Matt Tillman & Renee diResta
Matt Tillman (left) and Renee diResta (right)

The debate over how much tech firms are able to disrupt the traditional freight forwarding and logistics business appears to be gathering momentum, if The Loadstar’s comment pages are anything to go by.

And to help fan those flames, this week’s Loadstar podcast features San Francisco-based Haven, which recently launched a new transport management system (TMS). The TMS was originally developed for small- and medium-sized shippers wanting “direct access to a fully transparent carrier market”, but during the past two years of beta testing and system roll-out, it has transpired that its major customers have been multinational commodity trading firms, as chief executive Matt Tillman explains.

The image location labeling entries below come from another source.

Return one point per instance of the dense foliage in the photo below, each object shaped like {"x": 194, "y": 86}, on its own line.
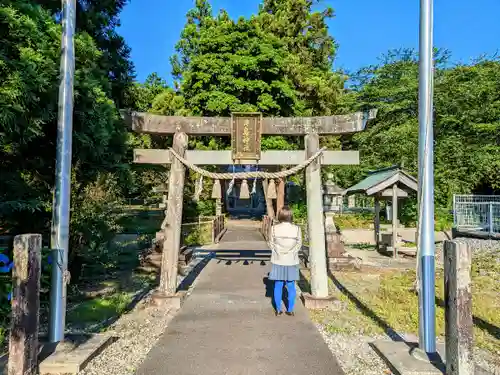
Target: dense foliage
{"x": 466, "y": 123}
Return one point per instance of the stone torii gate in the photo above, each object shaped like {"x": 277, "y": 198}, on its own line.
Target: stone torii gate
{"x": 246, "y": 130}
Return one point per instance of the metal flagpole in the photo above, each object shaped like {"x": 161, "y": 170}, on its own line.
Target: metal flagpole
{"x": 427, "y": 310}
{"x": 59, "y": 241}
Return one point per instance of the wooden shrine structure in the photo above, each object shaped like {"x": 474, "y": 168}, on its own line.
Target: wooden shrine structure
{"x": 245, "y": 130}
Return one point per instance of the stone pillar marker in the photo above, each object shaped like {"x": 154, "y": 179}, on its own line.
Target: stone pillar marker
{"x": 395, "y": 220}
{"x": 280, "y": 200}
{"x": 23, "y": 342}
{"x": 458, "y": 308}
{"x": 315, "y": 221}
{"x": 376, "y": 226}
{"x": 172, "y": 238}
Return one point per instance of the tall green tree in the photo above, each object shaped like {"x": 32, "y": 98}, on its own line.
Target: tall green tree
{"x": 100, "y": 19}
{"x": 466, "y": 122}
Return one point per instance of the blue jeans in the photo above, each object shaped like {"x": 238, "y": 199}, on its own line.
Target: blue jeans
{"x": 278, "y": 294}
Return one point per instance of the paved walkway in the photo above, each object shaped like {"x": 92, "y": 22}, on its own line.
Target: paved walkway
{"x": 227, "y": 325}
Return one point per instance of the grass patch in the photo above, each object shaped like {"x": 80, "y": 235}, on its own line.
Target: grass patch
{"x": 100, "y": 309}
{"x": 386, "y": 300}
{"x": 137, "y": 220}
{"x": 363, "y": 246}
{"x": 353, "y": 221}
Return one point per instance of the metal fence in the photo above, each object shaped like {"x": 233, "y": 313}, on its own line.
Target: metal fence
{"x": 477, "y": 213}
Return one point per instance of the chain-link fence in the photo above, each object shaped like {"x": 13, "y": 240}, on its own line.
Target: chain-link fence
{"x": 477, "y": 213}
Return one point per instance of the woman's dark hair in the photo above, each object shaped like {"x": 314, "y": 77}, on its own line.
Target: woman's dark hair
{"x": 285, "y": 215}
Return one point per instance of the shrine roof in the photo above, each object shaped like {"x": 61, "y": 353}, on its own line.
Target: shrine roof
{"x": 381, "y": 179}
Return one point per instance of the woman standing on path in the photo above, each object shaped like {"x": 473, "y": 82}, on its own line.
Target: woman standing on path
{"x": 285, "y": 242}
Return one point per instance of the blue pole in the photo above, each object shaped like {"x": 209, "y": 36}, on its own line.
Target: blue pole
{"x": 427, "y": 309}
{"x": 59, "y": 241}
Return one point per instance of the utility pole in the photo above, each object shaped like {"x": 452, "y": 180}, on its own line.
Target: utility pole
{"x": 427, "y": 309}
{"x": 59, "y": 241}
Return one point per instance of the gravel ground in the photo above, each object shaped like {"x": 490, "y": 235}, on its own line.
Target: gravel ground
{"x": 477, "y": 245}
{"x": 136, "y": 334}
{"x": 354, "y": 354}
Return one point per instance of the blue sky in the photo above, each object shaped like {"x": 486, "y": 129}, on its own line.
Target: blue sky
{"x": 365, "y": 29}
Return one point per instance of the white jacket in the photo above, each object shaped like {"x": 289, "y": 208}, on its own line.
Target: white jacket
{"x": 285, "y": 242}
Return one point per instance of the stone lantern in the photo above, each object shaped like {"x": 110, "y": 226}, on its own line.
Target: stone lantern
{"x": 332, "y": 196}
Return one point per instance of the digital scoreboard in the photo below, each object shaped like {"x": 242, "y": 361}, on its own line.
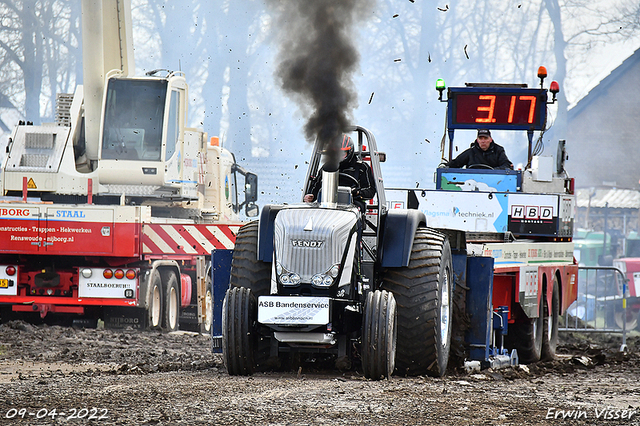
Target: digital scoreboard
{"x": 504, "y": 108}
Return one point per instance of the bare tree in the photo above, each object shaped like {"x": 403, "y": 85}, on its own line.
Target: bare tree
{"x": 39, "y": 46}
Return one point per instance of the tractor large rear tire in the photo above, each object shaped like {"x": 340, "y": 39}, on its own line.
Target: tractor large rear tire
{"x": 239, "y": 312}
{"x": 249, "y": 272}
{"x": 527, "y": 336}
{"x": 246, "y": 270}
{"x": 379, "y": 335}
{"x": 423, "y": 293}
{"x": 551, "y": 323}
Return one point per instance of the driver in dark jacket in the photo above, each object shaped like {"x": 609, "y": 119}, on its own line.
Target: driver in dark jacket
{"x": 351, "y": 166}
{"x": 483, "y": 152}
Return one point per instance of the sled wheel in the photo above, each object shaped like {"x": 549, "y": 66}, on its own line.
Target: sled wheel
{"x": 249, "y": 272}
{"x": 154, "y": 301}
{"x": 239, "y": 311}
{"x": 551, "y": 320}
{"x": 379, "y": 335}
{"x": 171, "y": 317}
{"x": 526, "y": 337}
{"x": 423, "y": 293}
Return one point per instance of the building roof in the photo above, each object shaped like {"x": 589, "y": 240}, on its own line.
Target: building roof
{"x": 616, "y": 198}
{"x": 602, "y": 87}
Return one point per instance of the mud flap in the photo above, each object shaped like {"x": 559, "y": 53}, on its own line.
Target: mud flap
{"x": 120, "y": 317}
{"x": 220, "y": 272}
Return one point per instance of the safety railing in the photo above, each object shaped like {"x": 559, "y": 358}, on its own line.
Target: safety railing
{"x": 603, "y": 304}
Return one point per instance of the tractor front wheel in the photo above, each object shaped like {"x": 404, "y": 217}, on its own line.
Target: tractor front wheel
{"x": 379, "y": 335}
{"x": 239, "y": 312}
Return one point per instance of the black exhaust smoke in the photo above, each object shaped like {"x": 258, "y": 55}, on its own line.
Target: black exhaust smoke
{"x": 317, "y": 60}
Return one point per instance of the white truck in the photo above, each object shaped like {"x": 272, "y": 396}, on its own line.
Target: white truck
{"x": 113, "y": 211}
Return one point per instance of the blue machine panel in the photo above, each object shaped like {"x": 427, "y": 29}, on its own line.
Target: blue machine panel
{"x": 479, "y": 307}
{"x": 473, "y": 180}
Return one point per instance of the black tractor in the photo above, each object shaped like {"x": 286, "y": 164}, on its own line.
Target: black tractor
{"x": 356, "y": 282}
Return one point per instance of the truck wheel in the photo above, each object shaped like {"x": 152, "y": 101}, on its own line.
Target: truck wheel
{"x": 379, "y": 335}
{"x": 170, "y": 318}
{"x": 154, "y": 302}
{"x": 249, "y": 272}
{"x": 526, "y": 337}
{"x": 239, "y": 313}
{"x": 423, "y": 293}
{"x": 550, "y": 338}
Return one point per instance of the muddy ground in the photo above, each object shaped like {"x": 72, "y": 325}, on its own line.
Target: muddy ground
{"x": 71, "y": 376}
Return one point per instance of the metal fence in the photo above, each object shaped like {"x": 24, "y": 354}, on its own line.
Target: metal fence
{"x": 603, "y": 304}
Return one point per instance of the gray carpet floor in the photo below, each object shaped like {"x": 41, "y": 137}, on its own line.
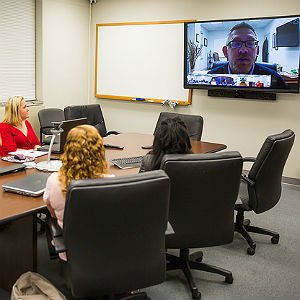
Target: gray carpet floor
{"x": 272, "y": 273}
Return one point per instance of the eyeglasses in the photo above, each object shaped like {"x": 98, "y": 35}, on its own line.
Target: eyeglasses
{"x": 239, "y": 44}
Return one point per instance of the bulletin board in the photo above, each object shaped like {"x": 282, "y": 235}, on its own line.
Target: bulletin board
{"x": 141, "y": 61}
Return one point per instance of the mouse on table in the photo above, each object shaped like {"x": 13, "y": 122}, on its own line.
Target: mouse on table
{"x": 20, "y": 157}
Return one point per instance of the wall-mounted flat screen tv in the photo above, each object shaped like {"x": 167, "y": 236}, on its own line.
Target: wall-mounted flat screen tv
{"x": 255, "y": 54}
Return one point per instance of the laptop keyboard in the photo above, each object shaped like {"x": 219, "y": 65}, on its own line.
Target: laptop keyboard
{"x": 128, "y": 162}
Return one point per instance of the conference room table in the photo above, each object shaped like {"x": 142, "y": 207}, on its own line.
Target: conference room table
{"x": 18, "y": 213}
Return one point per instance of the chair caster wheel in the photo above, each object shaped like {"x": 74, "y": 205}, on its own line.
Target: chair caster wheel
{"x": 251, "y": 251}
{"x": 199, "y": 259}
{"x": 275, "y": 240}
{"x": 196, "y": 295}
{"x": 229, "y": 279}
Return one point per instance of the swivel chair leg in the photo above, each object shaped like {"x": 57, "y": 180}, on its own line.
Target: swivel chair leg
{"x": 211, "y": 269}
{"x": 241, "y": 228}
{"x": 275, "y": 236}
{"x": 182, "y": 263}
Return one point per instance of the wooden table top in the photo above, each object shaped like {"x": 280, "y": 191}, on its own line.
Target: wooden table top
{"x": 14, "y": 205}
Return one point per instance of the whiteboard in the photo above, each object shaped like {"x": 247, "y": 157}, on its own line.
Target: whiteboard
{"x": 141, "y": 61}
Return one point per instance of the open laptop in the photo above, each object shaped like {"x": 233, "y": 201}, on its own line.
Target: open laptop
{"x": 32, "y": 185}
{"x": 66, "y": 125}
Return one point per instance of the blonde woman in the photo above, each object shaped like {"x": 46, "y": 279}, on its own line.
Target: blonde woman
{"x": 15, "y": 130}
{"x": 83, "y": 158}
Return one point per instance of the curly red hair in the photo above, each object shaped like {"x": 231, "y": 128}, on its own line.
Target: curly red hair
{"x": 83, "y": 157}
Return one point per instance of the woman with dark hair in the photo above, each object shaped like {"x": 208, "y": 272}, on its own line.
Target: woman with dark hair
{"x": 171, "y": 138}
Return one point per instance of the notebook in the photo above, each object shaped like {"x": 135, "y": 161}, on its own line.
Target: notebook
{"x": 32, "y": 185}
{"x": 128, "y": 162}
{"x": 66, "y": 125}
{"x": 11, "y": 169}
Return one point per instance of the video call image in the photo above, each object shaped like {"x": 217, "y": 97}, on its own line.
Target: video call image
{"x": 255, "y": 53}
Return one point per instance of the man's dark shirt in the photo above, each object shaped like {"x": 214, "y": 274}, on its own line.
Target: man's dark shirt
{"x": 277, "y": 80}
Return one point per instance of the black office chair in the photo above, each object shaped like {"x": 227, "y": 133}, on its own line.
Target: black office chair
{"x": 114, "y": 234}
{"x": 260, "y": 190}
{"x": 193, "y": 123}
{"x": 204, "y": 188}
{"x": 94, "y": 116}
{"x": 216, "y": 56}
{"x": 46, "y": 117}
{"x": 263, "y": 64}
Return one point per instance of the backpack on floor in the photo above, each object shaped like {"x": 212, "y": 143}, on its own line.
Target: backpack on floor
{"x": 33, "y": 286}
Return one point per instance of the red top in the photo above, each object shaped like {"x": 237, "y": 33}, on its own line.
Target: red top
{"x": 13, "y": 138}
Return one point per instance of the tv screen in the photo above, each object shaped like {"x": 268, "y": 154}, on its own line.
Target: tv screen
{"x": 242, "y": 54}
{"x": 288, "y": 34}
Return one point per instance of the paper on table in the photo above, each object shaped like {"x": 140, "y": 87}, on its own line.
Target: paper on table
{"x": 29, "y": 153}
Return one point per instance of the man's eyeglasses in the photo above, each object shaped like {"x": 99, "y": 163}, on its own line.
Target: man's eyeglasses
{"x": 239, "y": 44}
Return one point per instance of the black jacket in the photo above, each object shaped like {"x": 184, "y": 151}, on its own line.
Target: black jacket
{"x": 277, "y": 81}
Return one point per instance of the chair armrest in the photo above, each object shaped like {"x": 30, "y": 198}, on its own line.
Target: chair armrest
{"x": 249, "y": 159}
{"x": 54, "y": 228}
{"x": 113, "y": 132}
{"x": 247, "y": 180}
{"x": 59, "y": 244}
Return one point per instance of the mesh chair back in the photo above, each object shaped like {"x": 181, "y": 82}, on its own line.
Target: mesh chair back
{"x": 46, "y": 117}
{"x": 266, "y": 172}
{"x": 92, "y": 112}
{"x": 114, "y": 231}
{"x": 204, "y": 188}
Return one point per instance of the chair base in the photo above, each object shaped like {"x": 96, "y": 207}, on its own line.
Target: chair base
{"x": 243, "y": 227}
{"x": 184, "y": 263}
{"x": 130, "y": 296}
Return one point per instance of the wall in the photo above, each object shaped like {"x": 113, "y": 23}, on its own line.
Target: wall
{"x": 62, "y": 52}
{"x": 240, "y": 124}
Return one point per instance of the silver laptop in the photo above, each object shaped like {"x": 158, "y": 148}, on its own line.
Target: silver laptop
{"x": 66, "y": 125}
{"x": 32, "y": 185}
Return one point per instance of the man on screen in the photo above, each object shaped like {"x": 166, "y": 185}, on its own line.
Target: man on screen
{"x": 241, "y": 51}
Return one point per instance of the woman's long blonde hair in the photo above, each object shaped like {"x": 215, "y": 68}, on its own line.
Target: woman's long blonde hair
{"x": 12, "y": 114}
{"x": 83, "y": 157}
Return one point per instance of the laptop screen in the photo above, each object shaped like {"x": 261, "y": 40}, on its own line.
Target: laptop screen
{"x": 32, "y": 185}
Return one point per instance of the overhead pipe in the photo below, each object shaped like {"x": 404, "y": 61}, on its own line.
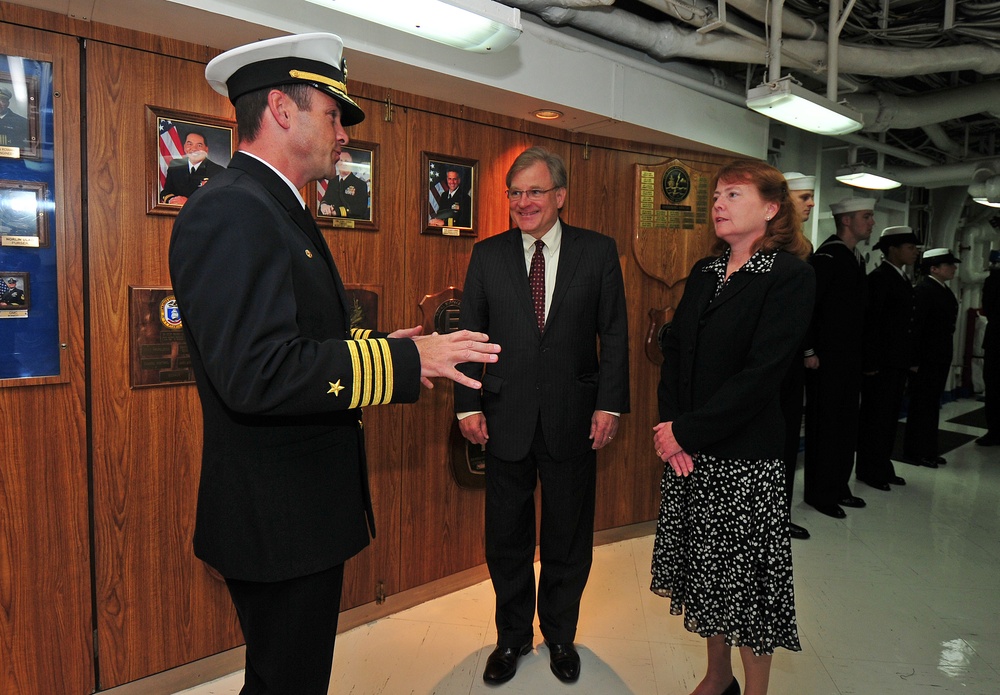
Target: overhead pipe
{"x": 792, "y": 24}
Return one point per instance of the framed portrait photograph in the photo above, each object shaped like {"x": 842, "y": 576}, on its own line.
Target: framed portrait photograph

“They’re the ones that started to get the most benefit out of it, because in a commodity trade it turns out that highest variable cost is freight and logistics, and so they need an incredibly fast way to set those freight and logistics costs.

“And then their operations teams could be horribly understaffed, and even though they are doing hundreds of thousands of containers a year, they need tools – which they don’t have, outside email – to help them negotiate and communicate with the downstream suppliers: the people who are booking the freight; the shipping lines and so on.

“They needed a collaborative system to help them do that,” he says.

However, as he and fellow founder, director of marketing Renee diResta, acknowledged, it has not been the smoothest of paths.